The Regulatory ESIG discussed the implications for clinicals trials of the Russian attack on Ukraine. Most if not all international sponsors have stopped recruitment in both countries. Initially many statisticians felt that the situation is like a ‘COVID 2.0’. However, on closer inspection only some of the methodological issues are similar to COVID while others are new. To date it appears that the conduct of trials in Russia is largely unaffected by the war. In Ukraine however, trialists and sponsors do face a multitude of serious issues, e.g. destroyed source data, missing data, drastically increased rate of patients lost to follow up, patients switching centers or even countries, or investigators unable to answer queries or provide signatures.

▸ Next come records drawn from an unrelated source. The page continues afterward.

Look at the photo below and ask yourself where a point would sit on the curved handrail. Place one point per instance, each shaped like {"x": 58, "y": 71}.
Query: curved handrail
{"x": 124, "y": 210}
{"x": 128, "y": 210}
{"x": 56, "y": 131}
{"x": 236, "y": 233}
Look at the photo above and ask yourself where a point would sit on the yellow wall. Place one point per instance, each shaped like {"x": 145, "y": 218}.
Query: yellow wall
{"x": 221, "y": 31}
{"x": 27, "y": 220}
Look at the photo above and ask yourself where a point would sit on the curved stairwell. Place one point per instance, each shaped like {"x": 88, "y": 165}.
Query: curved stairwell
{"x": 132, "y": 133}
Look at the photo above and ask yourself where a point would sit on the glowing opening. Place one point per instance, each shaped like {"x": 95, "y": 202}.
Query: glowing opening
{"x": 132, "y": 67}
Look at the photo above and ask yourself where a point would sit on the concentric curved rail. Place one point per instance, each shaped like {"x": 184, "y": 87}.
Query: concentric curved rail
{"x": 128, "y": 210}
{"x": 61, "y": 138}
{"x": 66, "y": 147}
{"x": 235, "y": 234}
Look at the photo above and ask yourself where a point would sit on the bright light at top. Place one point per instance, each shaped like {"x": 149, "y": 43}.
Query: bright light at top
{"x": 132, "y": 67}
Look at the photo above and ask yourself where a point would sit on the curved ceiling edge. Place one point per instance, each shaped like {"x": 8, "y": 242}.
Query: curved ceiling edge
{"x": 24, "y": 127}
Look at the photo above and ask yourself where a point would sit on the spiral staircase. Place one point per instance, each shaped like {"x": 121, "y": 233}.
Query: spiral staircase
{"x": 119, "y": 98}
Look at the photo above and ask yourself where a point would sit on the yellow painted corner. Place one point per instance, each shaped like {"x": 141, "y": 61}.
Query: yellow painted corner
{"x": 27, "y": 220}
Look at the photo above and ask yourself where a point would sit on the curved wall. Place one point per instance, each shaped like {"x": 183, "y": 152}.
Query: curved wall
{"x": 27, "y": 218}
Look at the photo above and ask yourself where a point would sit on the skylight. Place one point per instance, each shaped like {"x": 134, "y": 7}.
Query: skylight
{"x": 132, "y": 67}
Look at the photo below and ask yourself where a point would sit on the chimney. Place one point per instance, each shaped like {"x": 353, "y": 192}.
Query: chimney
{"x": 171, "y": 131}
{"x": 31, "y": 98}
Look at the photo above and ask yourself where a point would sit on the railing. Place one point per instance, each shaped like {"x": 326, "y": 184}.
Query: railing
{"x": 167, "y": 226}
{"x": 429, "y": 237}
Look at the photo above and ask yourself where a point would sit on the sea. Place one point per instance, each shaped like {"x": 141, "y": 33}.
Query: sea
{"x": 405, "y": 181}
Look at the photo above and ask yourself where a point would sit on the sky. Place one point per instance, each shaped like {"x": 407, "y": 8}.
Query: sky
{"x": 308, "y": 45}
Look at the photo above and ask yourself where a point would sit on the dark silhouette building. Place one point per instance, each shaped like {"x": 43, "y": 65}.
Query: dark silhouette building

The EMA has just published its “Points to consider on the impact of the war in Ukraine on methodological aspects of ongoing clinical trials” (for more information click here) with the following key points for statistics:
• Use the estimands framework to deal with events related to the regional crisis, i.e. revision of pre-specified estimand and/or addition of estimands may be warranted
• Intercurrent events related to the regional crisis to be addressed on the estimand level, i.e. hypothetical strategy to be considered
• Missing data due to the regional crisis to be dealt with on an estimation level, i.e. use of statistical methods aligned with the estimand of interest/MCAR assumption to be considered
• Sensitivity analyses may be required to assess the robustness of results to missing data assumptions.
To our knowledge no other health authority has published a guidance so far. In the experience of the discussants in the ESIG only a few trials of their respective companies were relevantly affected with some trials in Ukraine severely disturbed while others were virtually unaffected by the war. Hence, a trial-by-trial approach seems reasonable. All agreed that at the present state a solid documentation of the reasons for protocol deviations is key, as it is for COVID-19 related issues.